I guess I could start by forgiving him for the way he did it. I knew they were leaving before they did. I knew he was leaving us, but he hadn’t told them yet. The last time we were altogether it was the Australia Day long weekend last year and there was so much to do as a family.

We spent hours at the beach. We rode out bikes. We watched the fireworks and I cried in the dark while everyone else stared at the sky. I tried my best to make food and be cheerful and happy and join in, but sometimes I had to hide in my room and calm a panic attack. On the last night my girls went back to their Dad’s house, so it was just me and him and his three. We watched something on TV, probably “Modern Family” because we all liked that, it made us laugh. I do not know exactly why, but that night the youngest brown-haired two lay either side of me on the mattress in front the TV and hugged me and held my hands, and I tried to believe it would all be OK and we would somehow find a way to still be family. The next morning he took them back to their Mum and all three hugged me goodbye and said “see you in two weeks” and I smiled and waved and hurt inside. He told them after they had left that they wouldn’t be coming back. I do not know how it was, except I do know they cried. And I have not seen them since.

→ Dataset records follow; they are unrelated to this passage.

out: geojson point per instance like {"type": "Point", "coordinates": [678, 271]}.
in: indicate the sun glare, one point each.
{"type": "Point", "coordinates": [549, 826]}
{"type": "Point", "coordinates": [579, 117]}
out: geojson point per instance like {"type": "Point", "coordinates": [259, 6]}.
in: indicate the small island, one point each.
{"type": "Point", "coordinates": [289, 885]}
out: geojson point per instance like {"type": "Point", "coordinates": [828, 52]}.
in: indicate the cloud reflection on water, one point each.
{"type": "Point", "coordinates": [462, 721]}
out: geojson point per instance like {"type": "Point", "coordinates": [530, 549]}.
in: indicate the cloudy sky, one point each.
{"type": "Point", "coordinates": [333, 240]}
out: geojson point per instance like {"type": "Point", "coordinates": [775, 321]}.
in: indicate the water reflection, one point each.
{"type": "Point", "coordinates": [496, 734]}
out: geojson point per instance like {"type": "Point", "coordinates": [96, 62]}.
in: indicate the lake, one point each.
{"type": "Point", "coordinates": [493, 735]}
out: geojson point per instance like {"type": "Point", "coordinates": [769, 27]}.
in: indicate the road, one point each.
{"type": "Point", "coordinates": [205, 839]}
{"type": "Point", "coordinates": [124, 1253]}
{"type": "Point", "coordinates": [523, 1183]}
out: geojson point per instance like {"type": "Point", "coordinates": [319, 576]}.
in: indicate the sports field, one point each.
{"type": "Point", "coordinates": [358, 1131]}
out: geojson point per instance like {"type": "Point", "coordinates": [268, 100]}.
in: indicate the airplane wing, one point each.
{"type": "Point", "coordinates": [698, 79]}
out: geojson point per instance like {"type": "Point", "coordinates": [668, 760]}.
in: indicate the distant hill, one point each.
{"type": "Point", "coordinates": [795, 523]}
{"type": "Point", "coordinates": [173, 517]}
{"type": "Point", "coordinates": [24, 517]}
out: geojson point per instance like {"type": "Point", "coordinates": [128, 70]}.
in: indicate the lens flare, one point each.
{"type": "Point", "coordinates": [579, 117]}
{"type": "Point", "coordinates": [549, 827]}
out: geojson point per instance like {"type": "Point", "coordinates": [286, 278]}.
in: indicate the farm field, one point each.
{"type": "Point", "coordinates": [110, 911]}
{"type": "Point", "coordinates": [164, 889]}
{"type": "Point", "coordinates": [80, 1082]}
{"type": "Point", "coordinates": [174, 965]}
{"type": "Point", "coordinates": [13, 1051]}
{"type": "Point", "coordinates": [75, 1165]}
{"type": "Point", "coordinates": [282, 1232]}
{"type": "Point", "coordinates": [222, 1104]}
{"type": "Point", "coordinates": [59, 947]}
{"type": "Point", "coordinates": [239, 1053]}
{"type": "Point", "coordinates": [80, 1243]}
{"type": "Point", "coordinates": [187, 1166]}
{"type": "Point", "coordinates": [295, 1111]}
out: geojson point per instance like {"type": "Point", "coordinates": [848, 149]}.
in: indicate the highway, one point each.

I thought I could forgive him for everything, and about me I have been able to. About me and him, and the stuff about us.

But how he was to my children and his ability to walk away from them without a backwards glance seems unforgivable. How he presumed somehow that it would be the same for me with his children, and that I would not notice the absence of them, that seems harder to let go of. That he asked me once not to contact them too much because it made them feel uncomfortable, when I was only responding to them contacting me. These things I have been unsure if I can make OK, and when you cannot find peace with the way things were then they steal your peace and leave you in pieces. So perhaps if I can accept that, like with everything, he wanted to make it the least painful and less confronting to him and his choices. And perhaps to us. I actually cannot imagine the goodbye where they knew they would not see us again. I cannot imagine how I would have been able to see them in the first 6 months and not be a complete wreck. I could see them now and be completely able to be OK, but how would we not speak of him, their Daddy and everything that is no longer? And to be honest I don’t really want to speak about him, and I cannot separate them from being his children, nor would I want to. So I just let them know that they have a special place in my heart, not by default of anything, and I think it’s OK not to have change that. Some people get to stay in your heart when everything changes, and some people need to get out. I think for a long time I thought I would feel better if I got them out. But now I feel better that a part of me will always love them and have space and time if they need me or even if they want to miss us and love us.

So nothing changes and everything changes, and one day in the unfolding of EVERYTHING ELSE (all the else of every that hasn’t unfolded yet) all will just be as it should be. And the sisterhood will always exist, just by default of the fact that however it came to be and what happened next we are all women, connected by threads that do not ever end.